Pros and Cons of Medical Marijuana Use

The use of marijuana or cannabis for medical reasons is a divisive issue. However, the legalization of marijuana for either recreational or medical use in over 20 U.S. states plus the District of Columbia is a precedent that cannabis or pot, weed, hash, joints or Mary Jane will eventually be legal in all 50 states.

Medical Marijuana Definition

The term medical marijuana generally refers to the unprocessed plant or its extracts, which are not wholly approved or recognized medicine by the U.S FDA. The cannabis plant contains chemicals that could be useful in managing a range of symptoms or illnesses and has led many to consider using it for medical purposes.

Delta-9-tetrahydrocannabinol (THC) is the main mind-altering ingredient of marijuana. This chemical is just one of the 100 cannabinoids found in marijuana. Aside from THC, the cannabidiol (CBD) is another cannabinoid that interest the U.S. FDA and has in fact been approved for medicinal use. The development of these new pharmaceuticals eliminates the harmful side effects produced by smoking or eating marijuana leaves.

The street marijuana and current medical marijuana are basically the same. Most marijuana sold for medicinal purpose is of the same quality as street marijuana and therefore has the same side effects and health risks. However, there are strains with a higher ratio of CBD than THC for medical purpose.


THC in cannabis reduces nausea and stimulates the appetite. It may also decrease inflammation, pain and spasticity. Cannbidiol or CBD, a non-psychoactive cannabinoid also reduces inflammation and pain and controls epileptic seizures. The possibility that CBD can treat addictions and psychosis is under study. Some designer drug manufacturers have created their own versions of cannabinoids of which some proved to be highly potent that when abused led to serious health complications.

PROS and CONS of Using Medical Marijuana

There are 3 camps when it comes to the use of marijuana for medical reasons. Here are the pros and cons from each of the different perspectives.

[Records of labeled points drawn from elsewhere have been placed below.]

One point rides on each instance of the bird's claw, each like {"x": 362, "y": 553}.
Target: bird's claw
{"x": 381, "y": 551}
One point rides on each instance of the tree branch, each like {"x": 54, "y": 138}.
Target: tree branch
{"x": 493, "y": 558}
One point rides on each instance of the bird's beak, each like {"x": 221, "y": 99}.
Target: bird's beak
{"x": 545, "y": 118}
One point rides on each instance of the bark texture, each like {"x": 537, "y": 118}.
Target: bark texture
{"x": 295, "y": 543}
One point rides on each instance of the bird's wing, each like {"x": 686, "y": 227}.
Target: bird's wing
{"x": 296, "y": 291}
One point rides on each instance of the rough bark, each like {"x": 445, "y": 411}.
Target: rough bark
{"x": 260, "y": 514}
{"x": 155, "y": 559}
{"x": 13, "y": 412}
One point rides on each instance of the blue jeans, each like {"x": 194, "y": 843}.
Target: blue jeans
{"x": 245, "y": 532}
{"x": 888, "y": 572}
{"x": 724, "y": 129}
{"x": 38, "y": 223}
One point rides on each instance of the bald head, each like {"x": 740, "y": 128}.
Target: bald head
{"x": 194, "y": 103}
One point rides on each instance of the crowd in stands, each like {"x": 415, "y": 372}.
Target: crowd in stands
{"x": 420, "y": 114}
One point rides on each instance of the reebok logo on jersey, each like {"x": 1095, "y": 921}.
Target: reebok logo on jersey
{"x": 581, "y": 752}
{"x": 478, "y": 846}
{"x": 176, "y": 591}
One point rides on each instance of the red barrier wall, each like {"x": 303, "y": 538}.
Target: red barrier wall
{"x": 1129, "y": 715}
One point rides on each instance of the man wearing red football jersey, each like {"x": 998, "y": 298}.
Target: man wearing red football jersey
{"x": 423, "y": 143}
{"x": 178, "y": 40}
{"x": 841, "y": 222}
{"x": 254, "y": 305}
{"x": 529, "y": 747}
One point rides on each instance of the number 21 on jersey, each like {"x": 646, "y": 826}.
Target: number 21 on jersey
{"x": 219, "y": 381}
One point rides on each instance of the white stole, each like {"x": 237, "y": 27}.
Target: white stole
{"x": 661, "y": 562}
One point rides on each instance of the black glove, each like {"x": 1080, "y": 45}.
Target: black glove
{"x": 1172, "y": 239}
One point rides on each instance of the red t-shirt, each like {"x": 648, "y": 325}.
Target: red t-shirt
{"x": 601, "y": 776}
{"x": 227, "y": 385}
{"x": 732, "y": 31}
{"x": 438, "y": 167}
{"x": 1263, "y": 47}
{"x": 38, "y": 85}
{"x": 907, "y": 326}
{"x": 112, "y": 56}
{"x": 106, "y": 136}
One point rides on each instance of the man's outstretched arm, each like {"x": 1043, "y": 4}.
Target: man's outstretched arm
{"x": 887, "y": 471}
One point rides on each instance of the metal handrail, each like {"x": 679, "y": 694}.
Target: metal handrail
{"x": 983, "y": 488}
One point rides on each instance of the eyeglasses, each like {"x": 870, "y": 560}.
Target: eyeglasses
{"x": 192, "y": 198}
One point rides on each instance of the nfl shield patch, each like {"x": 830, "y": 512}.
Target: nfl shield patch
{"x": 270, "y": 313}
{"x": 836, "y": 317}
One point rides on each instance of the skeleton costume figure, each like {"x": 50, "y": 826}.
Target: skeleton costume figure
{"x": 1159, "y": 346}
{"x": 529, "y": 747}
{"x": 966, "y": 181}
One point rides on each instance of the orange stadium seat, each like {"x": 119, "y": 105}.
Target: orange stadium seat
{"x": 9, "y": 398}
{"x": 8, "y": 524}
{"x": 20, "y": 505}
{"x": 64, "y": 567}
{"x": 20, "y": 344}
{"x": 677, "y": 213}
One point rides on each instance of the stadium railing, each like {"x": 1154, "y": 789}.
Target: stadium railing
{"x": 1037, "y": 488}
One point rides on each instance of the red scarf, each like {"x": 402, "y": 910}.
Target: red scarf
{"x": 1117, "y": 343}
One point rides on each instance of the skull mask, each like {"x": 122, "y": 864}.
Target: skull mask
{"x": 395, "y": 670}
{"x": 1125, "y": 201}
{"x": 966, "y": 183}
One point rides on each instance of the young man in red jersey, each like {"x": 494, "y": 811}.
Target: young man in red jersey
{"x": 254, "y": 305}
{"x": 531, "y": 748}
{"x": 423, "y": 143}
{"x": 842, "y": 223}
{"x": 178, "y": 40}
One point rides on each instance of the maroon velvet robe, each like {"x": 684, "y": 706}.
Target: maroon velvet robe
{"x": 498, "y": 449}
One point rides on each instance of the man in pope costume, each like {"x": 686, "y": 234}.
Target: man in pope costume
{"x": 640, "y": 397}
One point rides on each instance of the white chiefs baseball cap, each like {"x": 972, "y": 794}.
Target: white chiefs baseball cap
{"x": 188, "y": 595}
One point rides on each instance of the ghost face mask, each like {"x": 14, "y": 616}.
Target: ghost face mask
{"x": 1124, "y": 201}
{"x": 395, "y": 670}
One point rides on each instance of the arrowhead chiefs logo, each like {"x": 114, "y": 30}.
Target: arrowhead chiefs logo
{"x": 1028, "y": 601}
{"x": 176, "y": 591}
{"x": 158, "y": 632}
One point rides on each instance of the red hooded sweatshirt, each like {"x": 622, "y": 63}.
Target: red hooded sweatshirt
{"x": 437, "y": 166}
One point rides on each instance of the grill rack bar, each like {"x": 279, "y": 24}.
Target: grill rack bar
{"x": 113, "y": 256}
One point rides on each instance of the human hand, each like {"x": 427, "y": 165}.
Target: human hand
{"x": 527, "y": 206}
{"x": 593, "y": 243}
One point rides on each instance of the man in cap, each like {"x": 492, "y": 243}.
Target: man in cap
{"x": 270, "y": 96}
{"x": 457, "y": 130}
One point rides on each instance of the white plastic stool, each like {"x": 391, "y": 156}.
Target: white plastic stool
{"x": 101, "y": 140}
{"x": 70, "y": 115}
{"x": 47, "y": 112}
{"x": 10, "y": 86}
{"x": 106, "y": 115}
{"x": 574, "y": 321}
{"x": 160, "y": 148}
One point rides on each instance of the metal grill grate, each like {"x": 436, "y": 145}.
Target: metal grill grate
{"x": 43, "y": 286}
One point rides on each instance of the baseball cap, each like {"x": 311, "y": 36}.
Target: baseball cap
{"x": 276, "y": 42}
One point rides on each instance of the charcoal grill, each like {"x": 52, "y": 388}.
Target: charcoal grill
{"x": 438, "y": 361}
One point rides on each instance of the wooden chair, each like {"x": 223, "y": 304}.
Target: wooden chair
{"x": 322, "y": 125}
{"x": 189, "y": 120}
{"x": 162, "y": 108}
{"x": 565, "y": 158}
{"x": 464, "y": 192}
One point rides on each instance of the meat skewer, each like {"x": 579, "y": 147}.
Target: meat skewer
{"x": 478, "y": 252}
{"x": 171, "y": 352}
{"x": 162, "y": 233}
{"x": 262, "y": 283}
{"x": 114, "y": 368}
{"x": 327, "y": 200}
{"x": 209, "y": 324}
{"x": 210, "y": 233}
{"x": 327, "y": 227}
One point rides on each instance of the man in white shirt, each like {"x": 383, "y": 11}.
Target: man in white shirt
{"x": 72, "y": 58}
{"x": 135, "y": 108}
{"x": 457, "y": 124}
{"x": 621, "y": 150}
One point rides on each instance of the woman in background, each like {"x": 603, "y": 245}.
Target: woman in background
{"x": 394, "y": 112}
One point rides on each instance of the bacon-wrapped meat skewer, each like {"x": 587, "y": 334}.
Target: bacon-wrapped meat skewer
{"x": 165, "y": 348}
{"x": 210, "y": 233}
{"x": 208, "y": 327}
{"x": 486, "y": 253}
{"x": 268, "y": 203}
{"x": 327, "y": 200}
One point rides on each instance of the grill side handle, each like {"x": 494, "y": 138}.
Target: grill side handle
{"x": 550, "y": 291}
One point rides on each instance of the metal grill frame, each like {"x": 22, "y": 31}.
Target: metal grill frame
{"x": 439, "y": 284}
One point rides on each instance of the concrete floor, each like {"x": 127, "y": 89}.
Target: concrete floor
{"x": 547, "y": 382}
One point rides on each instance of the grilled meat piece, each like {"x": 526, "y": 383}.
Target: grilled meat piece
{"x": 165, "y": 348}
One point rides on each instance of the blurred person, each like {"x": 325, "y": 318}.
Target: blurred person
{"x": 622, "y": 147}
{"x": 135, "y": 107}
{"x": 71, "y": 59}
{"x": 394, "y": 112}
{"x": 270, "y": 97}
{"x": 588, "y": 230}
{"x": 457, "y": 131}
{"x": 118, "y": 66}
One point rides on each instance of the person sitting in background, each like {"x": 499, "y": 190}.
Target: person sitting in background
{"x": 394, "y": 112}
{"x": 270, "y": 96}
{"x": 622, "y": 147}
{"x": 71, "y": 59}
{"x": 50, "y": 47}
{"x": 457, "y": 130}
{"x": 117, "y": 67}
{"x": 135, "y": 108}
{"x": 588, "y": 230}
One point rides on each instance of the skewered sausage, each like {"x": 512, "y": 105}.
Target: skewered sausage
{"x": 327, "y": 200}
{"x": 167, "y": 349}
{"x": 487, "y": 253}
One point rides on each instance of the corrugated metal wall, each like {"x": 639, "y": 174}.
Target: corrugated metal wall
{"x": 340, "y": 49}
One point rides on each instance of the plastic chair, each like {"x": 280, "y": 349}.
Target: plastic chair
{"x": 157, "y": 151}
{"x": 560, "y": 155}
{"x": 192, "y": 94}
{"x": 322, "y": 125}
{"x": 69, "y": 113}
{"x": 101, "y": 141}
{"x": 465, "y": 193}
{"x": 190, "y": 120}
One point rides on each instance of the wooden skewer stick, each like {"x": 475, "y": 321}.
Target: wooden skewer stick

From Medical Professionals

  • PRO – According to Joycelyn Elders, MD, there is evidence that points to the efficacy of marijuana in relieving certain types of nausea, pain, vomiting and other symptoms due to illnesses such as AIDS, cancer and multiple sclerosis as well as side effects caused by medications used to treat these diseases, such as chemo.
  • CON – According to Bill Frist, MD, there is still a lack of consistent scientific data to prove the benefits of medical marijuana. Based on current scientific evidence, marijuana is a dangerous drug and there are safer medications to take to get the same pain relief offered by marijuana.

From Medical Organizations

  • PRO – The American College of Physicians (ACP) supports the reclassification of marijuana’s status as a schedule I controlled substance as there is evidence to prove the safety and efficacy of the substance in some medical conditions. It supports professionals prescribing medical marijuana from persecution and civil liabilities.
  • CON – The US National Eye Institute has supported studies and experiments since 1978, to determine the efficacy of the illicit drug in treating glaucoma. However, there was no indication that proved that marijuana or any of its components could lower intraocular pressure as efficiently as other medically prescribed drugs.

From US Government Officials

  • PRO – According to Justice Francis L. Young of the DEA, it is recorded (9-6-1988) that marijuana proved to be capable in relieving the symptoms and distress of ill people who took marijuana under medical supervision and that it would be arbitrary for the DEA to hinder sufferers from obtaining relief from medical marijuana.
  • CON – John Walters, Director of the Office of the National Drug Control Policy, expressed the dangers of smoking marijuana. Not only does it damage the brain but also the lungs, heart and immune systems. Smoking weed also affects memory and impairs learning.

Some medical practitioners and patients have attested to the efficiency of marijuana in dealing with pain and symptoms brought about by illnesses. Terminally ill patients have found temporary relief from smoking marijuana and in most cases, the benefits far outweigh suspected and even validated risks. A thought is, were patients who claimed relief just ‘high’ on the effects of marijuana?

Even if medical marijuana is legal in a specific state, it is still illegal for any doctor to prescribe any form of medication unapproved by the FDA as he/she could lose his or her medical license.